Le 1er juillet 2012, la réforme de la médecine du travail entrait en application. Un an plus tard, l’exercice de la profession est devenu plus collectif. Des infirmières titulaires d’un diplôme interuniversitaire arrivent au compte-gouttes dans les services de santé au travail soumis à des contrats pluriannuels d’objectifs et de moyens. Les praticiens s’attellent à leur nouvelle fonction de manager tant bien que mal. « Un nouveau mode d’exercice se dessine », témoigne l’un des médecins des services interentreprises. La profession commence à trouver sa place dans le nouveau paysage tout en restant critique sur cette refonte, qui demandera de nombreuses années avant d’être pleinement opérationnelle.

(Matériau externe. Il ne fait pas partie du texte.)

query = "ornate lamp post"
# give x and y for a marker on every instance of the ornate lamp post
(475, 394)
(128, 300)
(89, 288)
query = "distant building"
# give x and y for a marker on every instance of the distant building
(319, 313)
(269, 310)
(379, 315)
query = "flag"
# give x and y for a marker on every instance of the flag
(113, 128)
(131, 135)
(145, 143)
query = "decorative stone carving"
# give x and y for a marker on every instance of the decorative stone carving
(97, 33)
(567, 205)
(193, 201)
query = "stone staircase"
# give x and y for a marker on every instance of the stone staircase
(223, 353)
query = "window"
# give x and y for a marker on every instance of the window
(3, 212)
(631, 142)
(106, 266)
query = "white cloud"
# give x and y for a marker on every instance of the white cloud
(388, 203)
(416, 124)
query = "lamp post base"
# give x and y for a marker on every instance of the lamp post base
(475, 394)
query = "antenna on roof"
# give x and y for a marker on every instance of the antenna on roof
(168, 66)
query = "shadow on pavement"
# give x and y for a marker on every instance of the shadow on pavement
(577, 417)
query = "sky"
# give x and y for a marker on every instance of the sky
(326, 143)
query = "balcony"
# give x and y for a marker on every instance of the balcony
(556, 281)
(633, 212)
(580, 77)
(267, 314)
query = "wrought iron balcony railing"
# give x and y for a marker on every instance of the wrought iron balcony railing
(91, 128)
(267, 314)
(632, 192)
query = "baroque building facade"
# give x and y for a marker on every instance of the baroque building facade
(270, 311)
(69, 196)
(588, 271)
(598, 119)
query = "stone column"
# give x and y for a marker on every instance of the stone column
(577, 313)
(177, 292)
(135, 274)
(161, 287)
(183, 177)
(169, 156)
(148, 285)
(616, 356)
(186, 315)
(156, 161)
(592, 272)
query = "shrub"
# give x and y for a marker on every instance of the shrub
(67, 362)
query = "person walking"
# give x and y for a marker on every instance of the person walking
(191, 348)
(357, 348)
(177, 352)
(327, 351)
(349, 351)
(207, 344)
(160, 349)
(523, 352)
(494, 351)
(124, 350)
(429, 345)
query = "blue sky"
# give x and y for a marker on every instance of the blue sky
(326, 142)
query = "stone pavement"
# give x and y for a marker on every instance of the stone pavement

DIX ANS : c’est le temps que devrait mettre la médecine du travail pour opérer sa mue, d’après les médecins des services interentreprises. La loi votée par le Parlement en juillet 2011 et les décrets parus six mois plus tard bouleversent un métier qui n’avait subi depuis 1946 que des modifications marginales. Indispensable eu égard à l’effritement de la démographie médicale, la réforme semble pour l’heure ne pas tenir toutes ses promesses.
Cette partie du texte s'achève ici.